L'opposition a émis certaines réserves. Même s'il se réjouit de l'investissement de Quebecor, le chef de l'ADQ, Gérard Deltell, aurait souhaité une plus grande contribution du privé. Il estime aussi que le gouvernement Charest a mal négocié. Selon lui, le provincial aurait dû être compensé à parts égales avec la ville de Québec. «Ça aurait été un minimum de respect pour les contribuables de la province, et ça aurait aidé à vendre le projet dans le reste du Québec», dit-il.

Amir Khadir, lui, est indigné par l'entente. Si aucune équipe de la LNH ne joue à Québec, Quebecor partagerait 15% de ses possibles bénéfices d'exploitation avec la ville, mais 50% de ses pertes d'exploitation, et ce, sans participer directement à la construction. «Je pensais qu'on signait seulement ce genre d'entente minable dans le secteur minier. Il y en a qui se pètent les bretelles en défendant leur ville comme des coqs, mais qui donnent l'argent du public sur un plateau d'argent», dénonce-t-il. Le député de Québec solidaire aurait préféré que la ville confie la gestion à un organisme parapublic, comme c'est le cas à la Place des Arts de Montréal.

Personne au PQ n'était disponible pour réagir.

Pari risqué, croit un spécialiste

Selon André Richelieu, spécialiste du marketing sportif à l'Université Laval, Winnipeg détenait une longueur d'avance sur Québec pour l'acquisition d'une franchise de la LNH. Cette avance demeure, mais a passablement diminué avec la confirmation de l'engagement de Quebecor.

Le professeur Richelieu estime que le projet du nouvel amphithéâtre demeure un «pari risqué» pour Quebecor et surtout pour la ville de Québec. Selon lui, le succès dépend du retour des Nordiques.
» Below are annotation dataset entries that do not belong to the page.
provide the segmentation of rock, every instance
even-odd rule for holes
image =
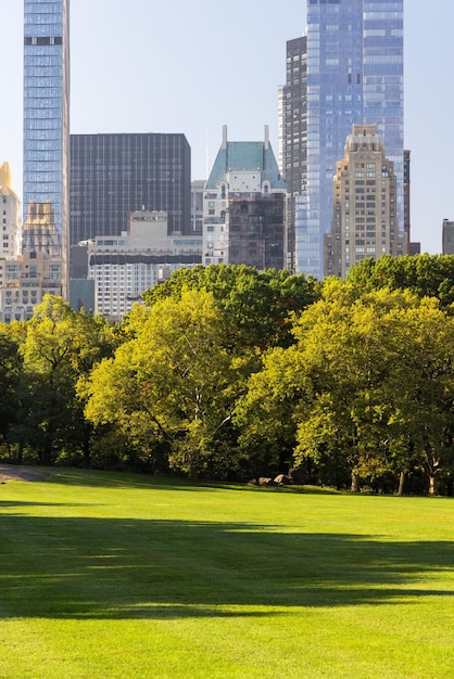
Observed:
[[[297,484],[297,486],[304,486],[304,484],[308,484],[308,475],[303,472],[303,470],[299,470],[298,467],[292,467],[289,470],[289,478],[292,484]]]
[[[278,474],[275,478],[275,484],[278,486],[289,486],[291,483],[292,479],[287,474]]]
[[[258,486],[274,486],[275,482],[273,481],[273,478],[269,478],[268,476],[260,476],[258,477]]]

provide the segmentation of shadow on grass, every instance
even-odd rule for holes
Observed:
[[[210,489],[219,490],[243,490],[249,492],[290,492],[311,495],[345,495],[345,491],[336,488],[321,488],[319,486],[255,486],[244,483],[211,482],[211,481],[189,481],[178,476],[155,476],[152,474],[137,474],[125,472],[101,472],[96,470],[72,470],[67,467],[52,467],[53,474],[46,479],[46,483],[59,484],[62,486],[91,486],[100,488],[150,488],[168,490],[186,490],[190,492],[202,492]],[[351,495],[351,494],[349,494]],[[360,496],[358,496],[360,497]]]
[[[449,541],[10,513],[0,546],[2,618],[257,616],[454,593],[437,589]]]

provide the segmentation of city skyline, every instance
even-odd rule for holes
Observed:
[[[24,2],[23,251],[68,286],[70,0]],[[59,260],[59,264],[56,264]]]
[[[454,213],[447,165],[454,93],[443,53],[454,8],[434,0],[421,16],[415,4],[405,2],[404,144],[412,151],[412,238],[421,241],[423,252],[434,253],[441,252],[442,220]],[[23,7],[17,5],[22,3],[0,0],[8,54],[0,159],[11,164],[13,187],[22,197]],[[224,124],[237,140],[260,139],[268,124],[277,152],[277,89],[285,82],[286,42],[303,34],[305,12],[305,2],[288,2],[272,21],[255,0],[245,7],[234,0],[232,16],[207,2],[174,2],[157,11],[131,0],[125,16],[105,0],[73,2],[71,131],[185,133],[193,179],[206,178],[206,148],[212,164]],[[182,63],[189,64],[184,77]]]
[[[403,231],[403,0],[308,3],[307,90],[304,111],[299,114],[305,120],[304,131],[297,137],[292,132],[286,140],[304,155],[304,185],[295,198],[298,273],[324,278],[332,177],[352,125],[376,125],[383,138],[387,156],[394,164],[398,219]]]

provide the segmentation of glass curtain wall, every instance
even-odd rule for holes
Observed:
[[[332,179],[353,124],[377,124],[403,225],[403,0],[307,0],[307,177],[297,203],[297,270],[324,277]]]
[[[70,0],[24,3],[24,249],[67,260]],[[39,235],[38,235],[39,233]]]

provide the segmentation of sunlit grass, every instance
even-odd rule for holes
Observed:
[[[9,482],[0,677],[451,677],[453,525],[444,498]]]

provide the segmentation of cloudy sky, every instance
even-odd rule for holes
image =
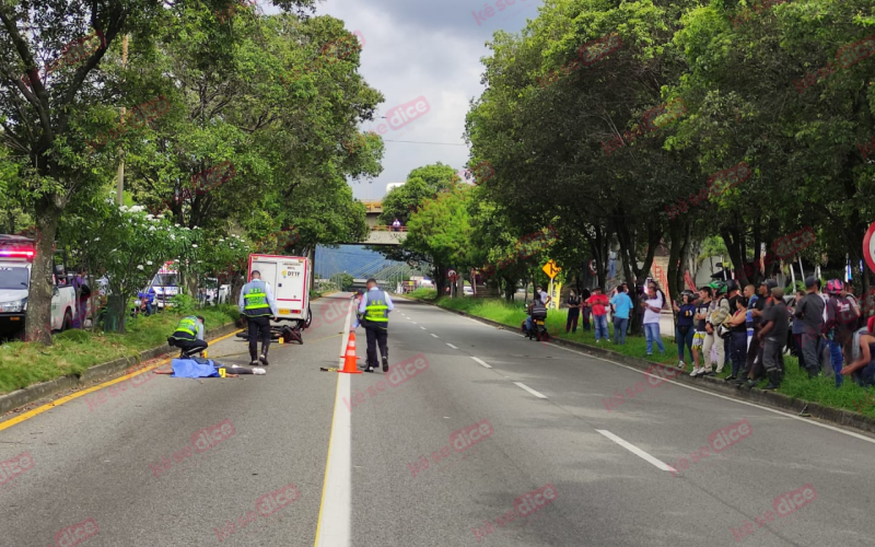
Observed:
[[[430,106],[411,123],[383,135],[383,173],[370,183],[352,184],[357,198],[382,199],[387,184],[404,182],[420,165],[438,161],[457,170],[465,165],[465,115],[483,89],[480,58],[489,53],[485,44],[494,31],[518,32],[526,19],[537,18],[540,4],[541,0],[324,0],[318,5],[318,14],[340,19],[347,30],[364,37],[360,72],[386,97],[378,116],[388,117],[395,107],[420,96]],[[376,127],[366,124],[362,130]]]

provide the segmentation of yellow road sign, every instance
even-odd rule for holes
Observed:
[[[550,279],[555,278],[560,271],[562,271],[562,268],[556,265],[556,260],[550,260],[549,263],[545,264],[542,269]]]

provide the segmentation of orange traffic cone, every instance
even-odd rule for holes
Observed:
[[[349,341],[347,342],[347,354],[343,356],[343,370],[337,372],[345,372],[347,374],[361,374],[362,371],[355,364],[355,333],[350,330]]]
Il rappelle que l'amphithéâtre affichera «un des plus coûteux prix de construction par siège de sa catégorie». Et il y aura beaucoup de sièges - 18 000 prévus. «Sans équipe de la LNH, ça ne se remplira pas facilement», prévient-il. Pour attirer des artistes vedettes, Québec est en compétition avec des plus gros marchés déjà établis, comme Montréal et même Ottawa. Et si Québec devait réussir à attirer de gros noms comme Lady Gaga ou Madonna, les billets coûteront chers. «Il n'est pas évident qu'on trouve assez de spectateurs prêts à payer des billets de ce prix-là dans la région», évalue-t-il.
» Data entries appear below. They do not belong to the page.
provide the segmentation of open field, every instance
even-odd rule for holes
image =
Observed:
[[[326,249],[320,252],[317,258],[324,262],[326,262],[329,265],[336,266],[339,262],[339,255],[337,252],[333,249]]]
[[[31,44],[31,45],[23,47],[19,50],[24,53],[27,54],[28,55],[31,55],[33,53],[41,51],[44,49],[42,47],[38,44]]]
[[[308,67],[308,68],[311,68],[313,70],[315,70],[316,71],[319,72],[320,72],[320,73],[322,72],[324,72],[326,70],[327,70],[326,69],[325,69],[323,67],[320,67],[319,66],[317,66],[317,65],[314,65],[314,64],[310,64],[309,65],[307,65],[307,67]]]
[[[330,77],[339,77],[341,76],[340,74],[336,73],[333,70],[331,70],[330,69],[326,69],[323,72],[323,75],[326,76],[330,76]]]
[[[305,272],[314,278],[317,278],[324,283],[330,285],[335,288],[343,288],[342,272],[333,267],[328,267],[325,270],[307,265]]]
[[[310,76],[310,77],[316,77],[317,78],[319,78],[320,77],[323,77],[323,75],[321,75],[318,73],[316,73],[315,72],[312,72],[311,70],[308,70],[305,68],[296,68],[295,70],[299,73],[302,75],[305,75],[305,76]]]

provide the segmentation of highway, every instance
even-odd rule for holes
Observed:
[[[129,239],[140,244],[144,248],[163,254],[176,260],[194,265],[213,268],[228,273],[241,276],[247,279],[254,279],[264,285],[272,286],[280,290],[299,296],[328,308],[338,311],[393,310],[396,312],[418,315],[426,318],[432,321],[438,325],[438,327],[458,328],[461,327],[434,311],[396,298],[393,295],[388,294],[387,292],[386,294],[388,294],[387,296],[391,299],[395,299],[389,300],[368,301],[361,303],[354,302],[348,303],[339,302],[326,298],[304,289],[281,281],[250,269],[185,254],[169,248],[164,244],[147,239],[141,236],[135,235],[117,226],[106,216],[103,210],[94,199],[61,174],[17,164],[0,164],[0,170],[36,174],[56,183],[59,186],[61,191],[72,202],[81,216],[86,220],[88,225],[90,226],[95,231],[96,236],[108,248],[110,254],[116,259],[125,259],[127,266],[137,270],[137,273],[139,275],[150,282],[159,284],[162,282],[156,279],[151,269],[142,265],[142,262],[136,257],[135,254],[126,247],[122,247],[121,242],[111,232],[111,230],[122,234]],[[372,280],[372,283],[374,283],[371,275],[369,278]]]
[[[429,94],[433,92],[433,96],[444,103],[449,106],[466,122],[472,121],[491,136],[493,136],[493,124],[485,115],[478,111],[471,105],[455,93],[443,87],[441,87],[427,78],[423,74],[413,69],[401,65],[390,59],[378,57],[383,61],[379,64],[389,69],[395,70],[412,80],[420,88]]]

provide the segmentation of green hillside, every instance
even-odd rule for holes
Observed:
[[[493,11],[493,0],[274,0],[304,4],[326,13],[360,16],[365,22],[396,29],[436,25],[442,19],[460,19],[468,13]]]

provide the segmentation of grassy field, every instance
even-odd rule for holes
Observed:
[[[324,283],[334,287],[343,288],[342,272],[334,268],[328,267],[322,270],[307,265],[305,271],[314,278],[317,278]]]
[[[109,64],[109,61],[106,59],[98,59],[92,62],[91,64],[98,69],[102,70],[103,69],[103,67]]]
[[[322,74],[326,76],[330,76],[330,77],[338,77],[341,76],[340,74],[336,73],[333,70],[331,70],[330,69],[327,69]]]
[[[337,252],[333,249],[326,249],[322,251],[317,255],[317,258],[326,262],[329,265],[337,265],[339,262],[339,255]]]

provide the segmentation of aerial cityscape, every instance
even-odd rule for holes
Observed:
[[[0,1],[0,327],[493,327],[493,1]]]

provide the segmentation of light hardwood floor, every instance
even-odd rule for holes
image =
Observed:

Le maire Labeaume défend entre autres son projet en parlant de la nécessité d'attirer et garder les jeunes dans la région, et aussi de revitaliser le quartier Vanier où se trouvent le vieux Colisée et le site du nouvel amphithéâtre. «Mais il faut une équipe de sport professionnel pour attirer les commerces dans le quartier et leur offrir une clientèle assez régulière», dit M. Richelieu.

L'automne dernier, le gouvernement Charest et le maire Labeaume s'appuyaient sur une étude d'Ernst & Young - qu'ils avaient eux-mêmes commandée - pour soutenir que le nouveau Colisée serait rentable même sans équipe de la LNH. Cette étude traitait des coûts d'opération, sans inclure les 400 millions prévus pour la construction. Mais cette étude avait une marge d'erreur importante de 75%, rappelle M. Richelieu.

Pierre-Karl Péladeau n'a pas accordé beaucoup d'importance à cette étude contestée avant d'investir l'argent de Quebecor. Interrogé à ce sujet, il a répondu: «Je ne l'ai pas lue.»